Biographical Information
A native of Alabama, William Minor Lile received his LL.B. from the University of Virginia in 1882. He began teaching law at Virginia in 1893 and in 1895 was a founder of the Virginia Law Register. In 1896 he was made administrative head of the law school and in 1904, when Edwin Alderman became the first president of the University of Virginia, Lile became the first Dean of the Law School. He helped to initiate the Virginia Law Review in 1913 and he greatly expanded the law library. Lile believed strongly that law students should be able to locate primary authority and to perform legal research and writing effectively. To that end he, like many of his predecessors, wrote and published extensively. Ever cognizant that graduates of the law school require practical preparation for their professional careers, Lile writes in the 1904/05 Department of Law Catalogue that “The student is taught that books are the working tools of the lawyer, and that facility in handling them, in the office and in the court room, is an indispensable professional acquirement.”
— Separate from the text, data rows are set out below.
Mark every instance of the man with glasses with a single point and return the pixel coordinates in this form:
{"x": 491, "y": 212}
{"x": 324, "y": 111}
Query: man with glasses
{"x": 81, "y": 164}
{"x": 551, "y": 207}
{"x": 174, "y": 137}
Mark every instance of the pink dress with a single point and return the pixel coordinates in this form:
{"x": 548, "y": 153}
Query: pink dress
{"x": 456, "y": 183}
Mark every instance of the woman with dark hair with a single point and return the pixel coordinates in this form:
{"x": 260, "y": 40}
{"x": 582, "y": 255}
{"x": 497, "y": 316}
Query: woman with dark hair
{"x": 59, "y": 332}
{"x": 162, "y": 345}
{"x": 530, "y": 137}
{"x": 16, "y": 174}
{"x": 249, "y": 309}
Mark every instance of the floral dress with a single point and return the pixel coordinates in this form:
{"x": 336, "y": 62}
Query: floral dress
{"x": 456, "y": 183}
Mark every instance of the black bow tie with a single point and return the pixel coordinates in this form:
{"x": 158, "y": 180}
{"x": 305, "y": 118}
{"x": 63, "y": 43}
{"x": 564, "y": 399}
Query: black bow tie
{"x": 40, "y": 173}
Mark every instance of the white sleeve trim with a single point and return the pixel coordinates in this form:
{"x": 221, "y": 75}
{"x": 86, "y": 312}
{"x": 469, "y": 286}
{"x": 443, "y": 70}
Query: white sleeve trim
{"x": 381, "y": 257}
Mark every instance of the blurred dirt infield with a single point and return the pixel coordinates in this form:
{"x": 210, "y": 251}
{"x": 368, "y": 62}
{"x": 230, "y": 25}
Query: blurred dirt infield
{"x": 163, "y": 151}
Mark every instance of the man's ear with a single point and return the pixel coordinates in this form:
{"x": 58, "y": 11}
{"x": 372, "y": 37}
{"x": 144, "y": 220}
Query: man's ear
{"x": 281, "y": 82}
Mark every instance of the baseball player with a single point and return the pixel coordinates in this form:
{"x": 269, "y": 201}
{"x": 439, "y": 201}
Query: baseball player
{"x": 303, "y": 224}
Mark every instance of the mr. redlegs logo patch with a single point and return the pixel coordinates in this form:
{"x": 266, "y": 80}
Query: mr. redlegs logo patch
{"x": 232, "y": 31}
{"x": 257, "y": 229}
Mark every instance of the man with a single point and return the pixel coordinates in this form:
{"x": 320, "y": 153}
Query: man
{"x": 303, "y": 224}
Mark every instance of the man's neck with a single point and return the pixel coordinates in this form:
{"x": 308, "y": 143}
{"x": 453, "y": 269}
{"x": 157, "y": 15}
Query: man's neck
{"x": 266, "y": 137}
Lile felt strongly that casebook approach to the study of law, popularized by Christopher Langdell of Harvard, did not provide an adequate framework of general subjects and he wrote in 1921: “With most of the other law schools of our country now thoroughly wedded to the so-called Case System, we find ourselves almost in a class to ourselves. We are thought of, and not infrequently referred to by our contemporaries, as old-fogyish, and out of date. But we have held to our own methods—not from ignorance of the virtues of the other system, but from deliberate choice. . . . our men go out into the profession not only with excellent reasoning powers, but fully equipped with a knowledge of fundamental legal principles.” By the time Lile retired in 1932, the entrance requirements for the law school had evolved from not even demanding a high school degree to requiring two years of undergraduate study; the length of instruction at the law school increased from one to three years, the number of law school faculty grew from 4 to 8, the law school moved first into Minor Hall, then Clark Hall where it would remain until 1974, women were admitted for the first time in the 1920-21 session, and the University of Virginia joined the Association of American Law Schools. Lile died in 1935.
Eleven of Lile's bound, handwritten journals are available in Special Collections.